Evaluating Ceph Deployments with Rook
This summer I was lucky to get selected for an internship at CERN. As a CERN openlab Summer Student, I worked in the IT storage group for nine weeks and my summer project was “Evaluating Ceph Deployments with Rook”. I previously had an amazing experience contributing to Ceph as an outreachy intern so I was super excited this time as well.
CERN has been using Ceph since 2013. In addition to operating one of the largest Ceph clusters, it is also an active contributor to Ceph community. CERN benefits from Ceph in several different ways, including:
- OpenStack Images and Volumes (RBD)
- HPC scratch spaces (CephFS)
- Private NFS-like file shares (CephFS)
- Object storage compatible with Amazon S3 (RGW)
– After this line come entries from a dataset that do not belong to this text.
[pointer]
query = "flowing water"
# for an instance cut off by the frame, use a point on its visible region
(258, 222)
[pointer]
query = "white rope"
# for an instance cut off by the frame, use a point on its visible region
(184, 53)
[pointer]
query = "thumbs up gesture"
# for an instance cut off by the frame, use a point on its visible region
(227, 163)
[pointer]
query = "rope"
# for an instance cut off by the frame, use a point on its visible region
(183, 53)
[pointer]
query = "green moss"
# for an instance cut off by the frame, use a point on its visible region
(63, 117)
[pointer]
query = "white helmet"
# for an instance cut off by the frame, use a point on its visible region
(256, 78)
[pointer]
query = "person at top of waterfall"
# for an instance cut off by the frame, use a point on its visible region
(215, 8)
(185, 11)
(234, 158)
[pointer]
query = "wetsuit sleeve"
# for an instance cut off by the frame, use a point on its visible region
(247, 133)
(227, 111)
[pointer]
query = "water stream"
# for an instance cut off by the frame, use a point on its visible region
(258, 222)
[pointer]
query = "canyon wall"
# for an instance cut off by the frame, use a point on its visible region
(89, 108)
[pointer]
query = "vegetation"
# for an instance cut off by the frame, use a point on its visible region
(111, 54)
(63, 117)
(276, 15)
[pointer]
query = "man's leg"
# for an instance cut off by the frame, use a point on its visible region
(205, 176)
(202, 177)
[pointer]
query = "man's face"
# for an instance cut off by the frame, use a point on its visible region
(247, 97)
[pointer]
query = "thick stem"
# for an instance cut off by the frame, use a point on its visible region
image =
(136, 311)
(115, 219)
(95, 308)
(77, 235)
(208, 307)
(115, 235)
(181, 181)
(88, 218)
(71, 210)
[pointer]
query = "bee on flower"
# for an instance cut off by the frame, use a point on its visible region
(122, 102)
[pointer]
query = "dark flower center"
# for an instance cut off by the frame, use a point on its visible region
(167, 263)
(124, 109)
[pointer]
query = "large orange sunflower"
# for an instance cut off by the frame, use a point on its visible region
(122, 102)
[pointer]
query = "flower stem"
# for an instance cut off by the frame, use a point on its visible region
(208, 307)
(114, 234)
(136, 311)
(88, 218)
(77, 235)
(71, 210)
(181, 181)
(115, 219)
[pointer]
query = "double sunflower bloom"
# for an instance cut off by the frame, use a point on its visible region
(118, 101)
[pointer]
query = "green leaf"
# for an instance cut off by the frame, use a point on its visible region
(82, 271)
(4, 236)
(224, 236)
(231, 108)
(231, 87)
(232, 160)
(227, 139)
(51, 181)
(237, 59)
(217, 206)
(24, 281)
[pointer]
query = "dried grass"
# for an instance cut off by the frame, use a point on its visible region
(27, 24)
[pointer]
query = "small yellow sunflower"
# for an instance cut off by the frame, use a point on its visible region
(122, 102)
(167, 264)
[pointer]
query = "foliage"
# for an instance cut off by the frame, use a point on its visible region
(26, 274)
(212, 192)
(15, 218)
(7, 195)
CERN has to deal with petabytes of data so it is always on the lookout for ways to simplify its cloud-based deployments. It has been actively evaluating container-based approaches that build upon its Kubernetes infrastructure. One such technology that recently caught attention was Rook; a storage orchestrator for cloud-native environments. Although Ceph has been satisfying its storage use-cases for years now, it would be a cherry on the top if somehow its operational complexities could be reduced. CERN currently uses a combination of kickstart and puppet to configure and manage Ceph deployments which poses some time constraints. With the recent Rook Ceph integration being in Beta stage, it made sense to evaluate it to see if future Ceph clusters could be deployed using this tool. To be precise, the following areas were hoped to be improved by Rook:
- Reduced deployment times for new clusters.
- Simplified upgrades.
- More agile horizontal scaling.
- Better failure tolerance.
- Reduced reliance on expert Ceph operators.
My job was to deploy Ceph using Rook in virtual and physical environments and see if the above improvements were achieved. The installation process was pretty straight forward when Rook’s latest version 0.8 was deployed; it can be easily deployed using literally just two commands, given a Kubernetes environment is already setup. One of the vital aspects for evaluation is to be able to use the ceph-mgr’s new Orchestrator CLI module to quickly add/remove OSDs, RGWs and MDSs in a running cluster. Since the docker image used by Rook’s v0.8 has not rolled out latest master of Ceph at the time of my project, I had to build a custom docker image.
CERN’s cloud-infrastructure is powered by OpenStack, so the virtual environment consisted of OpenStack’s virtual machines while the physical environment consisted of bare metal servers managed by OpenStack Ironic, with each server having 48 disks of 5.5 TB each. My test bed included deploying S3 workloads to gather evaluation metrics such as time to deploy a whole Ceph cluster, time to add a new service (RGW, OSD, MDS) in a cluster, automation of Ceph upgrades and reliability of overall cluster.
Rook did not disappoint me in these evaluation metrics. A newly deployed Ceph cluster was ready to be used in the order of minutes. It takes less than 2 minutes to add a new OSD in a running cluster. Same goes for adding services such as RGW and MDS. Rook is built on top of Kubernetes, so node reliability and improved failure tolerance become first class features. The Orchestrator CLI with Rook backend makes it easy to operate the deployed cluster, especially for those who are already familiar with the Ceph CLI. However, Ceph upgrades are not automated as yet and there is coupling between Rook and Ceph versions which makes overall deployments less flexible. These features are targeted for the upcoming Rook release v0.9.
Owing to the huge infrastructure of CERN, it makes sense to actively explore techniques to make operations faster and easier. In my opinion, Rook looks like a promising open source project that aim to make storage better for cloud environments. It would be a good idea to deploy future Ceph clusters with Rook and Kubernetes, once features like automated upgrades and support of decoupled versions are achieved. The results of this project will help folks at CERN decide whether they should adopt Rook and Kubernetes for future Ceph deployments.
This was originally contributed by Rubab Syed.